Feature Decomposition via Shared Low-rank Matrix Recovery for CT Report Generation.
Authors
Abstract
Generating reports for medical images is an important task in medical automation that not only provides valuable objective diagnostic evidence but also alleviates the workload of radiologists. Many existing studies focus on chest X-rays that typically consist of one or a few images, where less attention is paid to other medical image types, such as computed tomography (CT) that contain a large number of continuous images. Many studies on CT report generation (CTRG) rely on convolutional networks or standard Transformers to model CT slice representation and combine them to obtain CT features, yet relatively little research has focused on subtle lesion features and volumetric continuity.

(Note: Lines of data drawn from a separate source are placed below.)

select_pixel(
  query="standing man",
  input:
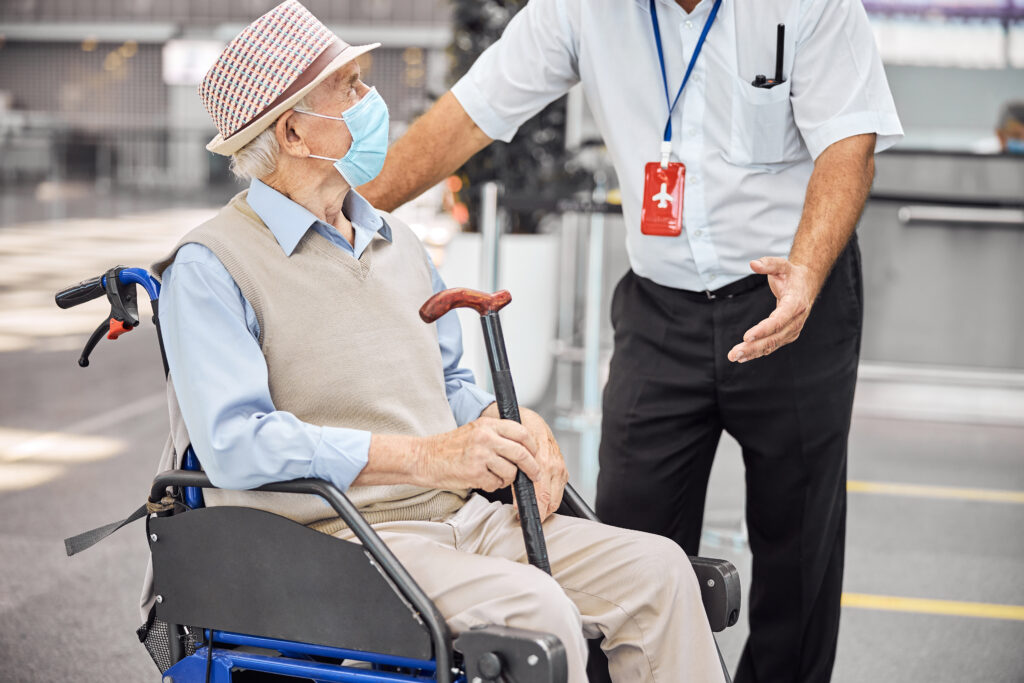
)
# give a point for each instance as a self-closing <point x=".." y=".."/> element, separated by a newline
<point x="728" y="165"/>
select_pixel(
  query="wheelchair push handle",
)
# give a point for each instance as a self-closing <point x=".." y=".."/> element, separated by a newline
<point x="118" y="285"/>
<point x="87" y="290"/>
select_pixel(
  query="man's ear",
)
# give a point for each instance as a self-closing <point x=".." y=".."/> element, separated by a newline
<point x="290" y="136"/>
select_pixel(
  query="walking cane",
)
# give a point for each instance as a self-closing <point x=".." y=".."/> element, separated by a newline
<point x="487" y="306"/>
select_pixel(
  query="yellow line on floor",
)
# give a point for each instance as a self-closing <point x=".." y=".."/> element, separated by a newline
<point x="927" y="491"/>
<point x="926" y="606"/>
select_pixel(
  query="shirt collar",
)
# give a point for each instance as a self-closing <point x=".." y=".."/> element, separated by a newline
<point x="289" y="221"/>
<point x="696" y="10"/>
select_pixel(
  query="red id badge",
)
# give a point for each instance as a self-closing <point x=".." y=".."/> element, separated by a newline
<point x="662" y="213"/>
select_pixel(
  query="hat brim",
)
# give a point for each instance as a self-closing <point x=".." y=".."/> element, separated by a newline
<point x="228" y="145"/>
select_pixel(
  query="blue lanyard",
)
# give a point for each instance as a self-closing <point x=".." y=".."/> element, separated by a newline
<point x="689" y="69"/>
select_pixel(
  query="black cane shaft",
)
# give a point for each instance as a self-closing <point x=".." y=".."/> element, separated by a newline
<point x="508" y="409"/>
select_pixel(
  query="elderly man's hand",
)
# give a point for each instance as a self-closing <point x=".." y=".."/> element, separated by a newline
<point x="795" y="288"/>
<point x="483" y="454"/>
<point x="550" y="483"/>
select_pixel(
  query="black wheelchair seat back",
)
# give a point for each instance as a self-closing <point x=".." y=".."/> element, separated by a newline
<point x="252" y="571"/>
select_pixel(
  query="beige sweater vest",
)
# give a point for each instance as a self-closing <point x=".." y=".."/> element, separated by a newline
<point x="321" y="312"/>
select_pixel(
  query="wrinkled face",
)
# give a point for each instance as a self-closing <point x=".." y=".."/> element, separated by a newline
<point x="339" y="92"/>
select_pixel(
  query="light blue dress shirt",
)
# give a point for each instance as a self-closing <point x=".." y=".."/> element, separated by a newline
<point x="211" y="340"/>
<point x="749" y="152"/>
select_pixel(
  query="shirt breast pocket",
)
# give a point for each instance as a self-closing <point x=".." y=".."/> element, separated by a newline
<point x="763" y="129"/>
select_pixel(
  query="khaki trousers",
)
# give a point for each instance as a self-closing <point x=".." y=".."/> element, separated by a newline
<point x="636" y="590"/>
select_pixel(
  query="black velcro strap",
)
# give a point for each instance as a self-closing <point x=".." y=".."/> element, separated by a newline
<point x="77" y="544"/>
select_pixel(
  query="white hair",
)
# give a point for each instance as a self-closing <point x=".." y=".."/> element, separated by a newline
<point x="259" y="158"/>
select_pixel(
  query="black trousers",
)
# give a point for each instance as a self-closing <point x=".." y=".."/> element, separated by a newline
<point x="672" y="391"/>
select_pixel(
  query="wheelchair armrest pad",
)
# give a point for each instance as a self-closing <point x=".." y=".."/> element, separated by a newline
<point x="720" y="591"/>
<point x="494" y="652"/>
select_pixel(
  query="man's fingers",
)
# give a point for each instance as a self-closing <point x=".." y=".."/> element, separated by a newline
<point x="781" y="317"/>
<point x="516" y="454"/>
<point x="514" y="431"/>
<point x="504" y="470"/>
<point x="750" y="350"/>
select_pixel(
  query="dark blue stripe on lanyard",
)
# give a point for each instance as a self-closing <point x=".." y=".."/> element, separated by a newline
<point x="689" y="69"/>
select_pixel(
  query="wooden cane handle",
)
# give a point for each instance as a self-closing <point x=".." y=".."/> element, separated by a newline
<point x="461" y="297"/>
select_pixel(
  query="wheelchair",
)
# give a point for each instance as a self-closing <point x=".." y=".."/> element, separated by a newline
<point x="228" y="609"/>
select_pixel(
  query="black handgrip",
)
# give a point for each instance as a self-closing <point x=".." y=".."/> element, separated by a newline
<point x="87" y="290"/>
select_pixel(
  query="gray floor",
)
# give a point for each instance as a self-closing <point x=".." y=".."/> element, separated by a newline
<point x="78" y="449"/>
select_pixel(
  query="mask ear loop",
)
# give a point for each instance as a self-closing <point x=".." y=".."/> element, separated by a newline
<point x="322" y="116"/>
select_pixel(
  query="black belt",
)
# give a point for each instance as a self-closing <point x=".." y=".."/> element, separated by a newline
<point x="733" y="289"/>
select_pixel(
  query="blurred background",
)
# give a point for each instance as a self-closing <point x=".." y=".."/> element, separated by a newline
<point x="102" y="162"/>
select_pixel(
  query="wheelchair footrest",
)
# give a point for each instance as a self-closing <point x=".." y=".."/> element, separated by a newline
<point x="495" y="653"/>
<point x="720" y="591"/>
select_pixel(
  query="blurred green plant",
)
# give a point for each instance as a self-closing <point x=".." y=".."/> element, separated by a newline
<point x="535" y="164"/>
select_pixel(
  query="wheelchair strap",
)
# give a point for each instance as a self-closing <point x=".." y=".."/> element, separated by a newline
<point x="77" y="544"/>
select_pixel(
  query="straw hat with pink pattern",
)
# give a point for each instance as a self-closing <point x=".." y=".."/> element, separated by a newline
<point x="268" y="68"/>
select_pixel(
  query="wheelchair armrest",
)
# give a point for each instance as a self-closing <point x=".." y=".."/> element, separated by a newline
<point x="495" y="653"/>
<point x="720" y="591"/>
<point x="387" y="563"/>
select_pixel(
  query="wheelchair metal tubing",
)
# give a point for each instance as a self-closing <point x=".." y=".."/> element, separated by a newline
<point x="292" y="648"/>
<point x="439" y="634"/>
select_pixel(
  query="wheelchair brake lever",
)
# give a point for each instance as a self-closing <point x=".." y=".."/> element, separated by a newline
<point x="83" y="360"/>
<point x="123" y="316"/>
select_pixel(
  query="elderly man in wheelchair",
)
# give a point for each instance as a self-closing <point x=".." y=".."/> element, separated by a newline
<point x="298" y="367"/>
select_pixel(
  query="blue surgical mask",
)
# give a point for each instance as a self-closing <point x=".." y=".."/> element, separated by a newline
<point x="368" y="123"/>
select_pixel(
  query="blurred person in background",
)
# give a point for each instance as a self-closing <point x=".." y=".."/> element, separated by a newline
<point x="745" y="169"/>
<point x="291" y="328"/>
<point x="1011" y="130"/>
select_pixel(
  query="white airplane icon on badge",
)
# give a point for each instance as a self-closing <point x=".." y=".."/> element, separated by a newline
<point x="663" y="197"/>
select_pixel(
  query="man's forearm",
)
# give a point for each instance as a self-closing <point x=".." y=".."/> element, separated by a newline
<point x="836" y="196"/>
<point x="436" y="144"/>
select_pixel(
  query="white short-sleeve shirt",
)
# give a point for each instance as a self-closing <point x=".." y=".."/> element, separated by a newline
<point x="749" y="152"/>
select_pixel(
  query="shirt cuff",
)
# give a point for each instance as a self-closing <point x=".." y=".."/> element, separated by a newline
<point x="480" y="112"/>
<point x="886" y="126"/>
<point x="468" y="401"/>
<point x="340" y="456"/>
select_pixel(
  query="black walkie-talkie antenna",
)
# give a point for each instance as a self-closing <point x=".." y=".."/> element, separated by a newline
<point x="779" y="47"/>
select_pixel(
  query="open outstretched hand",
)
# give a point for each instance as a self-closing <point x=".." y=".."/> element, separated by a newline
<point x="795" y="288"/>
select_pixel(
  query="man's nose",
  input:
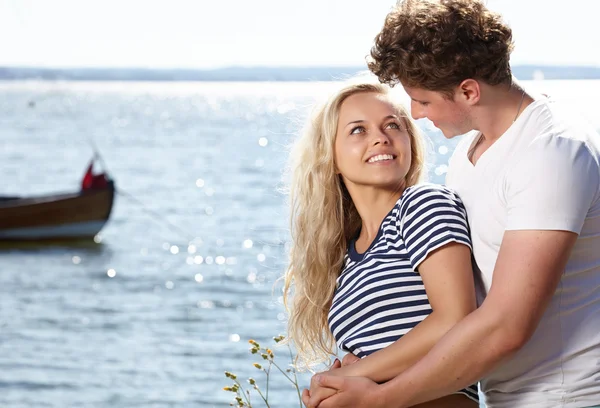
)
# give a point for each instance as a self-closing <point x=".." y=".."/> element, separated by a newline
<point x="416" y="110"/>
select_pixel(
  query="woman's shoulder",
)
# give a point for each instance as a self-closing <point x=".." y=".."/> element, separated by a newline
<point x="426" y="192"/>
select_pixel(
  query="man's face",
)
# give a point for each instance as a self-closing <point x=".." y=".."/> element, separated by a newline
<point x="448" y="115"/>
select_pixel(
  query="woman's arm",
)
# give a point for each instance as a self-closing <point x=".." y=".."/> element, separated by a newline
<point x="447" y="274"/>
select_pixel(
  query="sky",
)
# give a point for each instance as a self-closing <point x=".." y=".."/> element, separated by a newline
<point x="217" y="33"/>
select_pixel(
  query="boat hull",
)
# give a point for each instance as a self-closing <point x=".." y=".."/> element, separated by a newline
<point x="64" y="216"/>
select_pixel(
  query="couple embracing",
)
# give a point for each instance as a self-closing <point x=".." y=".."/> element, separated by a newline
<point x="386" y="266"/>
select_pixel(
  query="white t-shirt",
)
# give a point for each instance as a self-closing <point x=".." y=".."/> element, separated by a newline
<point x="542" y="174"/>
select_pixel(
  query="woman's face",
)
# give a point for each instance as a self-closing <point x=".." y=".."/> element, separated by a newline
<point x="372" y="144"/>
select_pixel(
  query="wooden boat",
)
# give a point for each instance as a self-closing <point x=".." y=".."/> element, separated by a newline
<point x="77" y="215"/>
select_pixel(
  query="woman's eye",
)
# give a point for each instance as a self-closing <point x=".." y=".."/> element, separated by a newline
<point x="357" y="130"/>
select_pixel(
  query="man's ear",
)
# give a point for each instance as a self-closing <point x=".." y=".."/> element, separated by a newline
<point x="468" y="91"/>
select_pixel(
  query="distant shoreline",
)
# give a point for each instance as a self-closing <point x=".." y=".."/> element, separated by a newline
<point x="249" y="74"/>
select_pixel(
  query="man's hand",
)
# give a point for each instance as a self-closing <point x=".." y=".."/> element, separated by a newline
<point x="355" y="392"/>
<point x="318" y="392"/>
<point x="349" y="359"/>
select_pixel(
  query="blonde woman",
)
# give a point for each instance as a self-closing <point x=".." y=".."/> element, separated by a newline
<point x="380" y="263"/>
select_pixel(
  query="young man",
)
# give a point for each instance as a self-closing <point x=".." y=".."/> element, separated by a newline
<point x="529" y="176"/>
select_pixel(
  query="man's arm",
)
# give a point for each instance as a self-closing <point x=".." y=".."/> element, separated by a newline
<point x="447" y="275"/>
<point x="529" y="267"/>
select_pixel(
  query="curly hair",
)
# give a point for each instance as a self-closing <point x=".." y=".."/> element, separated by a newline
<point x="437" y="44"/>
<point x="324" y="219"/>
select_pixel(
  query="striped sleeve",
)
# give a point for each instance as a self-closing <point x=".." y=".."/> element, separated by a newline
<point x="430" y="217"/>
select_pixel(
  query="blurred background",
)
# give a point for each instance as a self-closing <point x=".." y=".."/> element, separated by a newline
<point x="192" y="106"/>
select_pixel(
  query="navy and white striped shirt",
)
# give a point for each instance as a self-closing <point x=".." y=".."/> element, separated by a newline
<point x="380" y="296"/>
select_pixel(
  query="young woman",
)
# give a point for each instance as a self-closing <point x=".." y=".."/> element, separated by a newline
<point x="380" y="264"/>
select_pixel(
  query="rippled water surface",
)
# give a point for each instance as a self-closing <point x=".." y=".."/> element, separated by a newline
<point x="183" y="274"/>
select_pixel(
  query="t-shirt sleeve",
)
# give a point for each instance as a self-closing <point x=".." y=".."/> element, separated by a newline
<point x="431" y="217"/>
<point x="553" y="188"/>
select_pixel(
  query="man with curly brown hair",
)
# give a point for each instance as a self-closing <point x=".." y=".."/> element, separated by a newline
<point x="529" y="175"/>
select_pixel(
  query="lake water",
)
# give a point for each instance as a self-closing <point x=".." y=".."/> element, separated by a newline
<point x="183" y="274"/>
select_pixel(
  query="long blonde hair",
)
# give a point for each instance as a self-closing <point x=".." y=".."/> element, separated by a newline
<point x="323" y="220"/>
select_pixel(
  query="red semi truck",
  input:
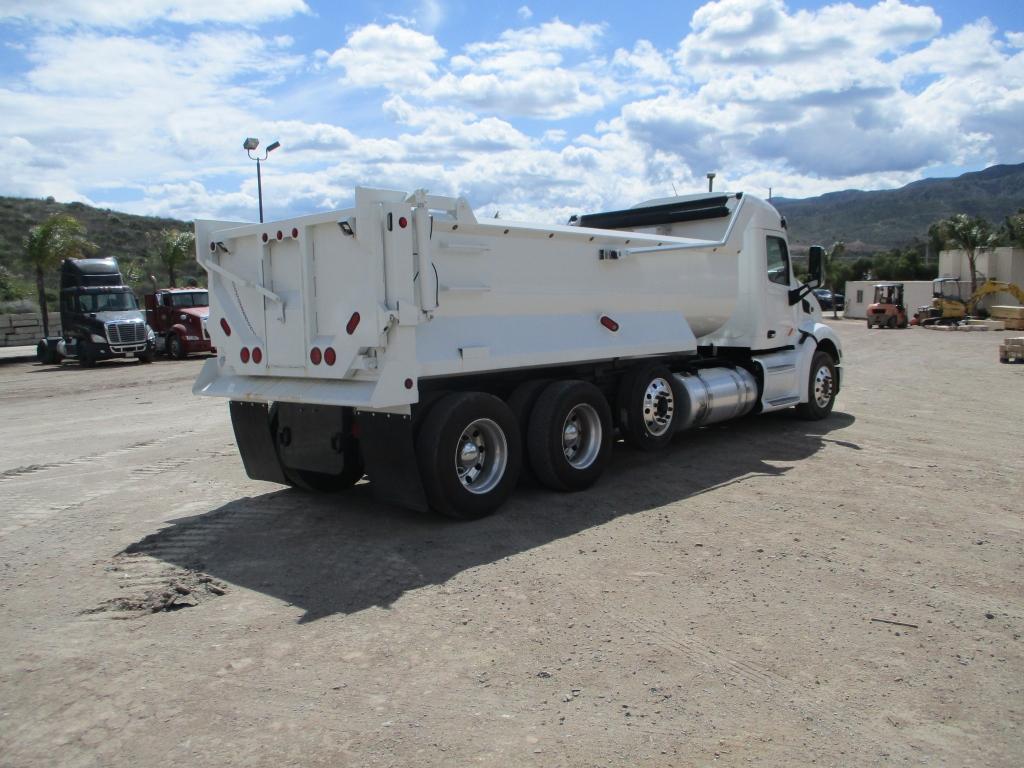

In this paper, we propose shared low-rank matrix recovery (S-LMR) to decompose CT slices into shared anatomical patterns and lesion-focused features, together with continuous slice encoding (CSE) to explicitly model inter-slice continuity and capture progressive changes across adjacent slices, which are subsequently integrated with a large language model (LLM) for report generation. Specifically, the S-LMR separates the common patterns from the sparse lesion-focused features to highlight clinically significant information. Based on the outputs of S-LMR, CSE captures inter-slice relationships within a dedicated Transformer encoder and aligns the resulting visual features with textual information, thereby instructing the LLM to produce a CT report. Experiment results on benchmark datasets for CTRG show that our approach outperforms strong baselines and existing models, demonstrating state-of-the-art performance. Analyses further confirm that S-LMR and CSE effectively capture key evidence, leading to more accurate CTRG.